The Poisonous Long Tail
If you are at all curious or interested in where systems are headed, and the unique challenges in building warehouse-scale (not datacenter scale, there is a difference) computers, then this talk by Googler Luiz Andre Barroso is a must-see. Storage, disks, flash, energy efficiency, networking–you will learn something about all of these, and more.
One of his points that I want to highlight is why backend engineers spend so much time worrying about long-tail performance, and trying to curb it. For an application running in a warehouse scale computer, every entity that is touched in the process of answering a query has a performance tail that is significantly worse than its “usual” performance, often by an order of magnitude or more.

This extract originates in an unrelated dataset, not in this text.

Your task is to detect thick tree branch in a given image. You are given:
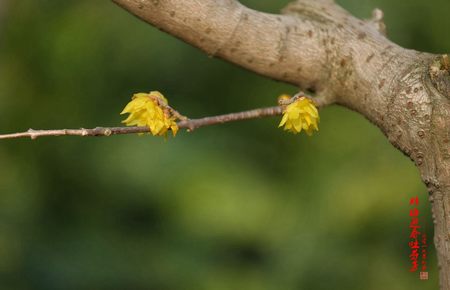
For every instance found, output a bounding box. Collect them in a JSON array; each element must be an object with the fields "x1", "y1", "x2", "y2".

Using the example from the talk: consider a server that gives you a very quick response (much lower than 1 second) 99% of the time, but takes more than one second the other 1% of the time. Now imagine that you have to talk to 10 such servers to answer your query. Now 10% of your queries take longer than 1 second. With 50 servers, 40% of your queries are slow. And with 100 servers, two thirds of your queries take longer than one second. It’s not unusual for complicated services to be composed of these many other services.
Thus, a long tail in the extremely high percentiles for every component rapidly spreads out into the distribution of the entire service. It’s like the one drop of dye that colors an entire cauldron.
(On the brighter side, operating at scale does buy you reliability.)